Rio Grande do Norte, segunda-feira, 29 de abril de 2024

Carta Potiguar - uma alternativa crítica

publicado em 25 de julho de 2021

Esportes e totalitarismo

postado por David Rêgo

Depois de hoje explicar aos jovens que eles não podem andar de skate na escola ficará muito mais difícil. E isso é bom. Em seu livro “A bola corre mais que os homens”, Roberto Damatta afirma que é possível observar o autoritarismo do povo brasileiro a partir da primazia do futebol sobre os demais esportes. Sociedades democráticas costumam ter muitos “esportes populares”. Não aqui, não no Brasil. O futebol é o grande dono dos investimentos estruturais para o incentivo ao esporte.

No skate, Kelvin Hoefler conquista primeira medalha do Brasil nas Olimpíadas  2020 | olimpíadas | ge
Fica cada vez mais difícil “esconder” o skate como esporte.

O “natural” em uma sociedade diversa é que o gosto pelo esporte seja também diverso e as condições para as práticas esportivas sejam iguais ou proporcionais.

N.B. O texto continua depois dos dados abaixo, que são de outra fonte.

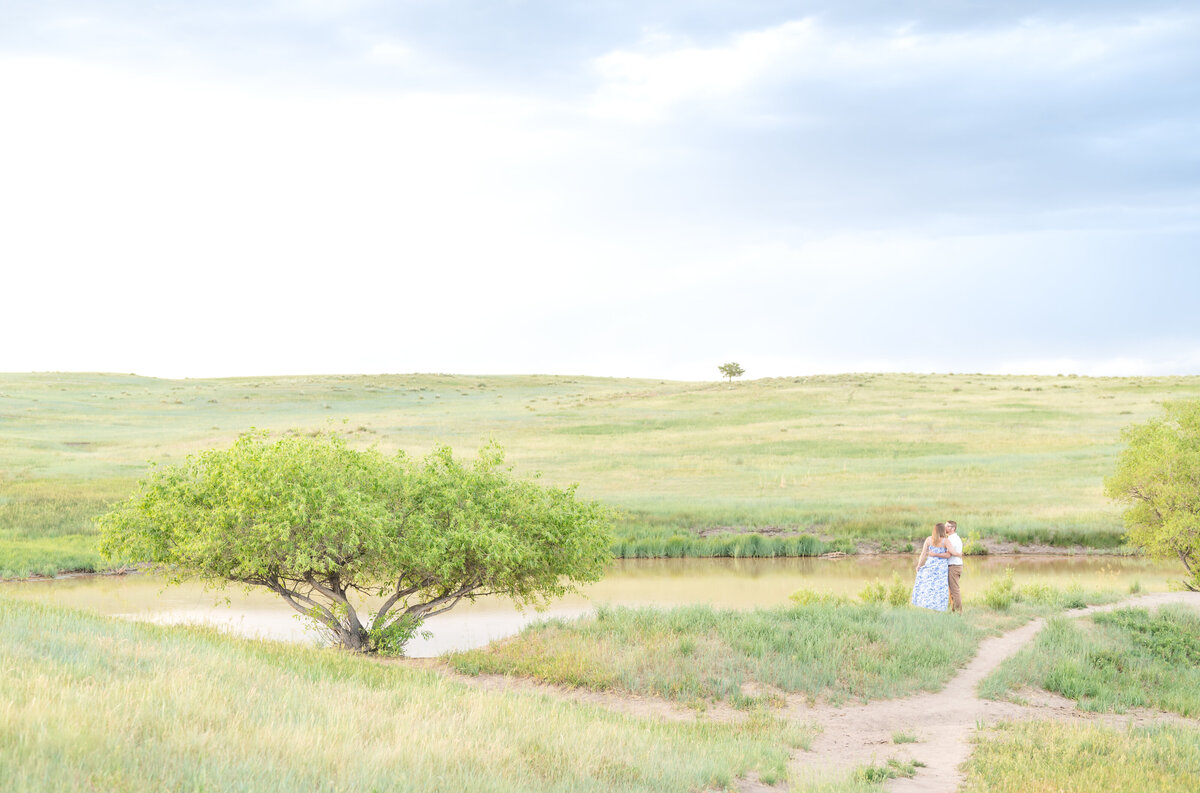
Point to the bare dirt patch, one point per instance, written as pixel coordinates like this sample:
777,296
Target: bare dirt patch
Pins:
863,734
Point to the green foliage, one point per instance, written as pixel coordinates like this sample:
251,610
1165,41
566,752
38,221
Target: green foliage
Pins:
731,371
1158,476
834,456
317,522
1084,758
1001,593
831,649
972,545
894,593
1113,661
657,544
805,596
892,769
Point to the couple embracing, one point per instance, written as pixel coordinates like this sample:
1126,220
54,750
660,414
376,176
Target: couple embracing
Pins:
939,570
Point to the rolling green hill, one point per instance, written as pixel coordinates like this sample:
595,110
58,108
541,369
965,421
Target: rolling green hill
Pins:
853,457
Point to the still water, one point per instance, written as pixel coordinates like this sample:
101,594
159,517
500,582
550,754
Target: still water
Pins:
729,583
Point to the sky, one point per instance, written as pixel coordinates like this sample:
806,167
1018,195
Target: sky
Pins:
611,187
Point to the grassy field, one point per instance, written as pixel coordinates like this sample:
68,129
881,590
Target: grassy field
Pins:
1042,757
847,458
823,647
89,703
1113,661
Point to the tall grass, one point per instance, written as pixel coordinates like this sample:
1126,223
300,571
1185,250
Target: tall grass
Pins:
1077,758
823,646
96,704
844,458
1111,662
697,654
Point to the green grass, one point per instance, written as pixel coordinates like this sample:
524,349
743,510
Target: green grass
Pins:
1035,757
1110,662
697,654
841,458
825,646
95,704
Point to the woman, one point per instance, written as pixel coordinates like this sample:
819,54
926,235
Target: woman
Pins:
931,589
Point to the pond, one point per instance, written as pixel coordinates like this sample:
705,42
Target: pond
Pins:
730,583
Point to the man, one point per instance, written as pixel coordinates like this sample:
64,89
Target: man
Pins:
954,569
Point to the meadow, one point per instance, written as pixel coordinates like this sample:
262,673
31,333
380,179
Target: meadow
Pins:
822,647
1111,662
802,464
89,703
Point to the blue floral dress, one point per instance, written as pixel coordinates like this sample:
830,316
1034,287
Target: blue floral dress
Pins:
931,589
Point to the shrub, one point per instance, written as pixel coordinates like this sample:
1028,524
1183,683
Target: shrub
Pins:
1001,593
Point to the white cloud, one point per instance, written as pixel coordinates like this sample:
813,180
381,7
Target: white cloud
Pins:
648,83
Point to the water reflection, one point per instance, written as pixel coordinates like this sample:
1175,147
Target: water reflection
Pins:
731,583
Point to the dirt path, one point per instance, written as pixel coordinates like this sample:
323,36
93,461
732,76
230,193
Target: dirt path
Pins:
862,734
943,722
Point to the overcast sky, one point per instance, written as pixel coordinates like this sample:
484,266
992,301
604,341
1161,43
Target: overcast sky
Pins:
612,187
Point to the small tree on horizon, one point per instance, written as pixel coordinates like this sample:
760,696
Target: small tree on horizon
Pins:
323,524
731,371
1158,476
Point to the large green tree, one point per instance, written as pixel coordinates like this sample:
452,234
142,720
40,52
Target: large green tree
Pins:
328,528
1158,476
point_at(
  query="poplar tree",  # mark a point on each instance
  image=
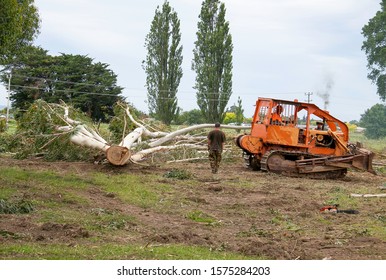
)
(375, 48)
(163, 64)
(212, 61)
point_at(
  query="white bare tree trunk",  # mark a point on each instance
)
(123, 153)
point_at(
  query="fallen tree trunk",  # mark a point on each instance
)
(125, 152)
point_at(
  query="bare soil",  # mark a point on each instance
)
(256, 214)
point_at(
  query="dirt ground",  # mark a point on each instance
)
(257, 214)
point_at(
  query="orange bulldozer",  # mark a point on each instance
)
(283, 139)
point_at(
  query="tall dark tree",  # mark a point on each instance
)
(75, 79)
(374, 120)
(212, 61)
(19, 25)
(375, 48)
(163, 63)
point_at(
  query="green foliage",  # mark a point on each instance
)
(36, 134)
(75, 79)
(375, 49)
(201, 217)
(191, 117)
(230, 117)
(374, 120)
(3, 124)
(19, 25)
(15, 207)
(120, 125)
(351, 127)
(178, 174)
(163, 64)
(212, 61)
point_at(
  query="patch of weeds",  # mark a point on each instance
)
(201, 217)
(107, 219)
(7, 234)
(363, 232)
(381, 218)
(283, 220)
(254, 231)
(178, 174)
(16, 207)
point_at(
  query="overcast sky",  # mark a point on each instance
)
(282, 48)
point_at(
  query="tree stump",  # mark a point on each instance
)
(118, 155)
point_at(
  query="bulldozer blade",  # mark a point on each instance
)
(363, 160)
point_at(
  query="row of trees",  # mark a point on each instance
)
(90, 86)
(75, 79)
(212, 62)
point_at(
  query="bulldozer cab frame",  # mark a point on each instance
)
(292, 124)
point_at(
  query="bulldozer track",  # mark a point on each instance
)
(294, 171)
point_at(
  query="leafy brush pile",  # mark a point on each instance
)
(37, 135)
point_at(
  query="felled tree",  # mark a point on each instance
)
(139, 143)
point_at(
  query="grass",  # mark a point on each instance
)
(64, 199)
(201, 217)
(110, 251)
(132, 189)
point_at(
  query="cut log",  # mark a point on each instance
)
(118, 155)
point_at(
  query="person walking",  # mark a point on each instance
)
(216, 140)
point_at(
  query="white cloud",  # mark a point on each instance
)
(282, 48)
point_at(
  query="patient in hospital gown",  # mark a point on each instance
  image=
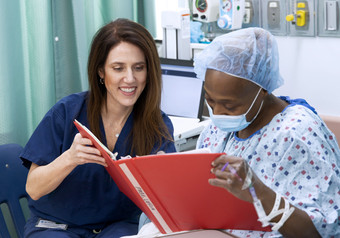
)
(295, 155)
(279, 154)
(283, 142)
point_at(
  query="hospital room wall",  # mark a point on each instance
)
(311, 70)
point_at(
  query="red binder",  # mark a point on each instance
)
(173, 191)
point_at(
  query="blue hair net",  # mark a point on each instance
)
(249, 53)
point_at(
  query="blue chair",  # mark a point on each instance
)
(13, 197)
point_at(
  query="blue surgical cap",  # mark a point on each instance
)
(249, 53)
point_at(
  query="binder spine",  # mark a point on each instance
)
(145, 198)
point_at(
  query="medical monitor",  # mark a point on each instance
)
(182, 92)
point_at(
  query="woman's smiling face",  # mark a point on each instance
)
(124, 73)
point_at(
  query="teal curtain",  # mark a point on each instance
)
(43, 54)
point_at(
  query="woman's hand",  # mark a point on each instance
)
(42, 180)
(82, 151)
(231, 172)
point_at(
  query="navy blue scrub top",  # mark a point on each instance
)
(88, 196)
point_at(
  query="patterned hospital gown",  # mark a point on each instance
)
(295, 155)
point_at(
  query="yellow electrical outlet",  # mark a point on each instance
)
(300, 17)
(301, 14)
(290, 17)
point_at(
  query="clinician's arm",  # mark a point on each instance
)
(298, 224)
(42, 180)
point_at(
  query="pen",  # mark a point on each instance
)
(232, 170)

Tendo o esportista amparo estrutural para sua modalidade. Mas não aqui, não no Brasil.

Está mudando, mas até bem pouco tempo éramos o país do “esporte único”, da “paixão nacional”. Em dia de jogo (de futebol) as aulas eram canceladas. Dia de jogo da seleção brasileira de futebol era praticamente um feriado nacional não oficial.

O mesmo tratamento nunca foi dado aos demais esportes. Estivesse a seleção brasileira de basquete na final de um torneio, “o brasil não podia parar por isso”. O tratamento sempre foi desigual. Continua a ser, mas tem mudado. A realidade muda. Permanece mais do que muda, mas ainda assim modifica-se. Tendo uma bola sob os braços, todos saberão que irá jogar futebol, e será visto como uma boa pessoa. Tendo um skate sob os braços, “ninguém sabe qual a intenção com isso”.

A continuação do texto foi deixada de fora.